Com a vacância deixada por Bolivar Della Libera (PP), o Legislativo da cidade da região norte do Estado passa a operar com número reduzido até que a Justiça Eleitoral delibere sobre o caso.


A morte do vereador Bolivar José Della Libera, no último dia 23 de julho, desencadeou uma situação incomum no Legislativo de Braga, no norte do Rio Grande do Sul. Filiado ao Partido Progressistas (PP), Bolivar era um dos três parlamentares da sigla na Câmara Municipal. Com seu falecimento, a legenda se depara com um desafio inédito: não há suplentes registrados para ocupar a vaga deixada.
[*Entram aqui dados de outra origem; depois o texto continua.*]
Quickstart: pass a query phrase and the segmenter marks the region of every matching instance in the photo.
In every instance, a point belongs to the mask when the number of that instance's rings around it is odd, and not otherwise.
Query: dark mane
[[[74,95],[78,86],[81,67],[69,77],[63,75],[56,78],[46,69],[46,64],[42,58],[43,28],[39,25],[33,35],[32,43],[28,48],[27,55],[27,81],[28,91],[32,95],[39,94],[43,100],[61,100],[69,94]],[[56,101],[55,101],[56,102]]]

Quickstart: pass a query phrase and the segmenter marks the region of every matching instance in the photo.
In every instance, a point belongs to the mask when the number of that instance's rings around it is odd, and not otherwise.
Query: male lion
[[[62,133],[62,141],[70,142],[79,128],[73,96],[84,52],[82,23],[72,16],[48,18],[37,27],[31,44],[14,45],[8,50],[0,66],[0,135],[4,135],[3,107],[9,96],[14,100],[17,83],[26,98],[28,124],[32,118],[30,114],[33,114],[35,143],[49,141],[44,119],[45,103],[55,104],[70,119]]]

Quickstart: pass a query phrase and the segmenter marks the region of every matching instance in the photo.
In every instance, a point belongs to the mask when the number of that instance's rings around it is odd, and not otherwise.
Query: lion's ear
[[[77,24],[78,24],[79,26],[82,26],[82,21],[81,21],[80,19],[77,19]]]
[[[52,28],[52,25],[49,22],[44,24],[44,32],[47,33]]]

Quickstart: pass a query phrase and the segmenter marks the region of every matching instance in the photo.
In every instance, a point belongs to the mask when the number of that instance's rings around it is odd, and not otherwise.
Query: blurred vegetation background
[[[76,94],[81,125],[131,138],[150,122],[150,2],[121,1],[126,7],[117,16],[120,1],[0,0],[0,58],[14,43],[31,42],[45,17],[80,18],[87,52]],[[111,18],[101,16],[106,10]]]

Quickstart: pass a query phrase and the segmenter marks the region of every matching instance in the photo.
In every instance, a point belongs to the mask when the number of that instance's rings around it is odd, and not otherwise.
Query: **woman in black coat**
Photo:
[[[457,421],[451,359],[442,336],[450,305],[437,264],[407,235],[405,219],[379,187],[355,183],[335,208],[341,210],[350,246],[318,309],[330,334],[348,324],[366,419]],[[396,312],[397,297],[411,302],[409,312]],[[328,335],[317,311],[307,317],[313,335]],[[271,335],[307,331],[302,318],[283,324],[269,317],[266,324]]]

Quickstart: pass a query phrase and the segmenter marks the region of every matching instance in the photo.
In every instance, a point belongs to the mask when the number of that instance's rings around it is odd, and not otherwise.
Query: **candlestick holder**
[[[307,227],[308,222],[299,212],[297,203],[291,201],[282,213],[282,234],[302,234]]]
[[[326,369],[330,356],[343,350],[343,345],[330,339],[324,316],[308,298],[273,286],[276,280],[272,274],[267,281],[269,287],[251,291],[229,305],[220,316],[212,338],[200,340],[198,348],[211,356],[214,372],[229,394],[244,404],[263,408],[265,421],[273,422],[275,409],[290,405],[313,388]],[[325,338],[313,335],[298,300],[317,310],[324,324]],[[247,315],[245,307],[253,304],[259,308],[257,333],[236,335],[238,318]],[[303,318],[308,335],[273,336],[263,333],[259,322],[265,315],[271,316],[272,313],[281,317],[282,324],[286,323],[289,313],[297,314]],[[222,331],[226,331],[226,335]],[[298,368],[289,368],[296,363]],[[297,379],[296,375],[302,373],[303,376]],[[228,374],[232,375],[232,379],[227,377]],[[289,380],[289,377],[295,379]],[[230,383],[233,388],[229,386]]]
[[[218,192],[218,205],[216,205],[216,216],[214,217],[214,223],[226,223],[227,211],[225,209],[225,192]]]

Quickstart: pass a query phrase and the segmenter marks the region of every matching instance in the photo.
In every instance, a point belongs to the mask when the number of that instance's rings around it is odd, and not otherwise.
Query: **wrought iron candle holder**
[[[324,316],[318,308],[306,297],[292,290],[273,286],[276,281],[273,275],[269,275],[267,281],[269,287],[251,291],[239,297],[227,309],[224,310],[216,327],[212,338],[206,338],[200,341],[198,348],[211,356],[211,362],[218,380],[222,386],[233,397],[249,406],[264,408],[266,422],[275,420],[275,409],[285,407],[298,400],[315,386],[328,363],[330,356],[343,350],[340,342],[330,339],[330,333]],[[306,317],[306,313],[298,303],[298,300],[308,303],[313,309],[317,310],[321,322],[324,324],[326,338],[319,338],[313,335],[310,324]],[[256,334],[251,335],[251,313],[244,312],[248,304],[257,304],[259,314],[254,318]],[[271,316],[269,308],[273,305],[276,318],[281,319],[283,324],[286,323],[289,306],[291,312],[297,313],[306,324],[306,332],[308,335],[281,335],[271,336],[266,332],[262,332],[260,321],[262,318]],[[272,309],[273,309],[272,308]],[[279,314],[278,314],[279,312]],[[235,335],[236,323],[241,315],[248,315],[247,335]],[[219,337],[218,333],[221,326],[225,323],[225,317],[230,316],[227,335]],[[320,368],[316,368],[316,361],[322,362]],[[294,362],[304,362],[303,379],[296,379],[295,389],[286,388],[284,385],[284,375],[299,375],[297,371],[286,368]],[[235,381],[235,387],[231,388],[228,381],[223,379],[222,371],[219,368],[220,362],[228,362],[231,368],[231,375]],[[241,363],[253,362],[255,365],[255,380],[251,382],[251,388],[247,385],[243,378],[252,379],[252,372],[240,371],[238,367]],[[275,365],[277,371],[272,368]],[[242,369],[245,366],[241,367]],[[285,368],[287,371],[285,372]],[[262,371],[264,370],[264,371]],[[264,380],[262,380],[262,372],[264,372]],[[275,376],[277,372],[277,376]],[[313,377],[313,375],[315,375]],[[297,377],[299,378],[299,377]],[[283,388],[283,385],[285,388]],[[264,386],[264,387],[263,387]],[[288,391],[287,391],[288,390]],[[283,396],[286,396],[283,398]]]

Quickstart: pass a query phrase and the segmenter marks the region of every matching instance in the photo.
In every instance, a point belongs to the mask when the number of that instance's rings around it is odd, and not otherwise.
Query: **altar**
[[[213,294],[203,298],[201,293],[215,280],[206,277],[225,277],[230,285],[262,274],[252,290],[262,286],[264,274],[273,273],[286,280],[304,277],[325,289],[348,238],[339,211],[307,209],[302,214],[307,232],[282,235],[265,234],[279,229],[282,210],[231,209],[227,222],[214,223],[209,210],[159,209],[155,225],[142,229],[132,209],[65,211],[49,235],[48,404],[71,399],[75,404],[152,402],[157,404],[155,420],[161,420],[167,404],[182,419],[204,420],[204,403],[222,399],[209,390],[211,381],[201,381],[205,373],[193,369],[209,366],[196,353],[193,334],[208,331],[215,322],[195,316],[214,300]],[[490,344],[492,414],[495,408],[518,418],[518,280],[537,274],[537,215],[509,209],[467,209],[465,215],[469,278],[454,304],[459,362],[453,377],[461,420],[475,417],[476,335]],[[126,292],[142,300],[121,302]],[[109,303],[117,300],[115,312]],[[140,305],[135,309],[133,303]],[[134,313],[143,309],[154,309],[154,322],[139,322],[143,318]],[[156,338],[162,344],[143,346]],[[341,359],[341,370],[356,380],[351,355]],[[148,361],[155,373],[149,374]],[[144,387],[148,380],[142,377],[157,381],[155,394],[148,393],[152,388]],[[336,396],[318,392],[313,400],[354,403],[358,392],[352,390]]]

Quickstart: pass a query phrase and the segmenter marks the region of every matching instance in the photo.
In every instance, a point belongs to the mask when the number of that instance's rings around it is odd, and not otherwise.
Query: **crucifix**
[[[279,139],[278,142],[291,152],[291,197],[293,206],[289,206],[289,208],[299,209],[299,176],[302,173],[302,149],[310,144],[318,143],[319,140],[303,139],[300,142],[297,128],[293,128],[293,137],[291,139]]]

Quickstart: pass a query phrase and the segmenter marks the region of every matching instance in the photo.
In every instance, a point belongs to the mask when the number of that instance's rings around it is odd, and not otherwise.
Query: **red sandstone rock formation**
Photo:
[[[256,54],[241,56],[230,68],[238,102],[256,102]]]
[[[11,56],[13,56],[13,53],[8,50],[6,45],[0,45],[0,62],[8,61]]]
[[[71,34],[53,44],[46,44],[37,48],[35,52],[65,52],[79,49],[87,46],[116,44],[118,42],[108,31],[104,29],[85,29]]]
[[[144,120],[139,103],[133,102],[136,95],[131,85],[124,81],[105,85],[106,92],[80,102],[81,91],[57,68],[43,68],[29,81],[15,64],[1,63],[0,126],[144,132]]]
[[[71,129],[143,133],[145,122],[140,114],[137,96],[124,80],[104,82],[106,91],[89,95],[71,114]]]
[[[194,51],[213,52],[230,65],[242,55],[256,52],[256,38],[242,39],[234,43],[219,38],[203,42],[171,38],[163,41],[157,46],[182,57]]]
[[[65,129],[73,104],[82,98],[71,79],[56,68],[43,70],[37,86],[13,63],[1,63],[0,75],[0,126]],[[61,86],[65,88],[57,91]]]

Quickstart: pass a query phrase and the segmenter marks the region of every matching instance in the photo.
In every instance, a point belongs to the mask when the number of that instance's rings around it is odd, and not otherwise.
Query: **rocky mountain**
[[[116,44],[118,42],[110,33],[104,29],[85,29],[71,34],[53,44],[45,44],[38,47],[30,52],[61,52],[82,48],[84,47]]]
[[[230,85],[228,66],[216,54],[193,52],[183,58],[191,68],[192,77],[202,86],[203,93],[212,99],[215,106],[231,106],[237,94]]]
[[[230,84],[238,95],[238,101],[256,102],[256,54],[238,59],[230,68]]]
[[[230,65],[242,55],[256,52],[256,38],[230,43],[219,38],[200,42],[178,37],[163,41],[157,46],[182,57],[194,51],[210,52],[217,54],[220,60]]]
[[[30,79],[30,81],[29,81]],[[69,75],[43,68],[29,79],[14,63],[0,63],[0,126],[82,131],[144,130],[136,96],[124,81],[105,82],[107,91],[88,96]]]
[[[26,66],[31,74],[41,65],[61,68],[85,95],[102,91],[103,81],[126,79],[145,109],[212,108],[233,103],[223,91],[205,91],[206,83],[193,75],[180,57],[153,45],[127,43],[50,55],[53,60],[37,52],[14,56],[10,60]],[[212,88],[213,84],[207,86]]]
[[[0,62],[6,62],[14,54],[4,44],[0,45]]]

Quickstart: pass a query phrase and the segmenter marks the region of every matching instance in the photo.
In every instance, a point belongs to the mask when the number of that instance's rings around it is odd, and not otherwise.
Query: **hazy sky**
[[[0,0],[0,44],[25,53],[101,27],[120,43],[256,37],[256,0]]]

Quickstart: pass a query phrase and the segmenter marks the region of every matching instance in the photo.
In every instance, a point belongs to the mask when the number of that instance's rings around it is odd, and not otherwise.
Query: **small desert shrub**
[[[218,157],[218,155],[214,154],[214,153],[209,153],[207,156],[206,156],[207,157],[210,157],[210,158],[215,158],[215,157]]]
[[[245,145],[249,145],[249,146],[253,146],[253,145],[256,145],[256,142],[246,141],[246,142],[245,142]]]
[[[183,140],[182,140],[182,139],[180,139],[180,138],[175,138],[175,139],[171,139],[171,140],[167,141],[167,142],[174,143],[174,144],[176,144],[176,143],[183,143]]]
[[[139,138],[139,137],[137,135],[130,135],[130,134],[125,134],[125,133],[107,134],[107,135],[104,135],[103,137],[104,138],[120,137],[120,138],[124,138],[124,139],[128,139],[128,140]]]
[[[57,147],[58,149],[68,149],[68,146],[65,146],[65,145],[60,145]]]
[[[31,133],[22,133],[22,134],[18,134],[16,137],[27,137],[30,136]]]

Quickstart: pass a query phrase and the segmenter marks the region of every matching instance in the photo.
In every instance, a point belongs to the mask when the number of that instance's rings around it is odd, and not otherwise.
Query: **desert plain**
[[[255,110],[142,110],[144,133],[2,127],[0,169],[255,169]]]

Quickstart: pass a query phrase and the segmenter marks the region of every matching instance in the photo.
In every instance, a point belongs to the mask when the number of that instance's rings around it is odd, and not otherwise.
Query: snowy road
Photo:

Diante da lacuna, o presidente da Câmara formalizou na última segunda-feira (28) a declaração de vacância do cargo, com respaldo no Regimento Interno da Casa. O documento foi encaminhado ao Tribunal Regional Eleitoral do Rio Grande do Sul (TRE-RS), que terá a responsabilidade de definir os próximos passos.

A Lei Orgânica de Braga estabelece que, quando restam mais de 15 meses para o fim do mandato — como é o caso da atual legislatura, iniciada em janeiro de 2025 e válida até o fim de 2028 — e não houver suplente, deve ser convocada uma nova eleição para preenchimento da vaga.

Enquanto o TRE não se posiciona oficialmente, a Câmara passará a funcionar com apenas oito vereadores, e o quórum necessário para votações será proporcionalmente ajustado ao novo número de parlamentares em exercício.